Can Machine Learning Be Used to Enrich Clinical Trials?

Author: Mathangi Gopalakrishnan, MPharm, PhD, Shamir Kalaria, PharmD, PhD, and Rahul Goyal on December 01, 2022


Placebo responders, defined as subjects experiencing a clinically meaningful reduction in disease symptomology when randomized to receive placebo, is one of the major reasons of trial failure in binge eating disorder (BED) trials. Among investigator-led, randomized, placebo-controlled trials evaluating patients with BED, 50% of trials demonstrated a lack of a statistically significant separation from placebo. Enriching clinical trials by excluding placebo responders at baseline and prior to entering the double-blind period can help increase probability of BED trial success. Supervised machine learning (ML) algorithms are a set of tools that can guide model development by mapping inputs and outputs without having to explicitly program them. Given that ML can model complex non-linear relationships, continually improve, and handle large amounts of data, their usage in drug development has increased over the past decade. Through our study, we aimed to build supervised ML models to identify moderators of placebo response in patients with BED for the purpose of future trial enrichment.

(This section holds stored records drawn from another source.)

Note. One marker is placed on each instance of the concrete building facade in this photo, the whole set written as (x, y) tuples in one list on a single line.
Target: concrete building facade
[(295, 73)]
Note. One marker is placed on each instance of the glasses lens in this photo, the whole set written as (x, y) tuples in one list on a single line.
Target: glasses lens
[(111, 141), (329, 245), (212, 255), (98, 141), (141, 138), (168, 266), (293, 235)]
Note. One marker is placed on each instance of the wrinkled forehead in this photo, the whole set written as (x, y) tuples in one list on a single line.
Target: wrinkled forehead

Different baseline variables – current and historical diagnosis of comorbid psychiatric conditions, BED severity, and patient demographics – were used as inputs to classify a dataset of 189 subjects as placebo responder or placebo non-responder. The dataset was pooled from 12 similar investigator-led prospective clinical trials. Placebo response was defined as greater than 75% reduction in disease severity at study endpoint. Algorithms tested as part of model training (using grid search on 10-fold cross validation) were random forest, support vector machines, decision tree, logistic regression, k-nearest neighbors, Gaussian naïve Bayes (GNB), Bayesian quadratic discriminant analysis, AdaBoost, and XGBoost.

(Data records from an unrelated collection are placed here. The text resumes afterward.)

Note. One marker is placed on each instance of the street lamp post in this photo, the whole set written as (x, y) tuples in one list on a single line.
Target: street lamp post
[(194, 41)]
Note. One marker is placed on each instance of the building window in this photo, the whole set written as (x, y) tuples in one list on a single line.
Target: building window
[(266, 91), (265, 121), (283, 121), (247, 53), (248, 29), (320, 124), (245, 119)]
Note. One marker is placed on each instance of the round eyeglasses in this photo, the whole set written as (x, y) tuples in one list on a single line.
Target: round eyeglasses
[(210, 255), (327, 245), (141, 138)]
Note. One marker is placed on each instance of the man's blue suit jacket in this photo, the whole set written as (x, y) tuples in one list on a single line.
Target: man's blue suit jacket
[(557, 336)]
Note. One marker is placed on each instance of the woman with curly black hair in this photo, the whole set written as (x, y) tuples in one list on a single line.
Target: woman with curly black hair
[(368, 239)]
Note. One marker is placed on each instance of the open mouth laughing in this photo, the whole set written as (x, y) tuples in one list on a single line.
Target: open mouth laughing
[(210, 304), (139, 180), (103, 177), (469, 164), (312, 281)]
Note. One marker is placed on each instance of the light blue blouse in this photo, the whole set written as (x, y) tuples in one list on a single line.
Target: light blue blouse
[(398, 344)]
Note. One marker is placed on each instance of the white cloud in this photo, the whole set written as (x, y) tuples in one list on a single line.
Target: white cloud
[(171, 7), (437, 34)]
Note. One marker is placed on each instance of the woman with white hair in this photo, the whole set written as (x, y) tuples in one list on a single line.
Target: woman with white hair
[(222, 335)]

The GNB algorithm demonstrated the best mean validation performance (accuracy of 64% and Cohen’s Kappa of 0.31). On the testing dataset, the GNB model showcased 88% sensitivity and 72% accuracy which signified adequate prediction performance on unseen data. Baseline BED severity and a co-morbid diagnosis of general anxiety disorder were identified as the top two predictors of placebo response. Upon further characterization of the interaction between these two variables using Shapley analysis, we found that patients with a baseline BED severity of less than 5.5 episodes per week and no anxiety were more likely to be placebo responders as compared to others. The presented study results1 should be validated in future studies so that the application of these findings can be used to inform the inclusion/exclusion criteria of BED trials.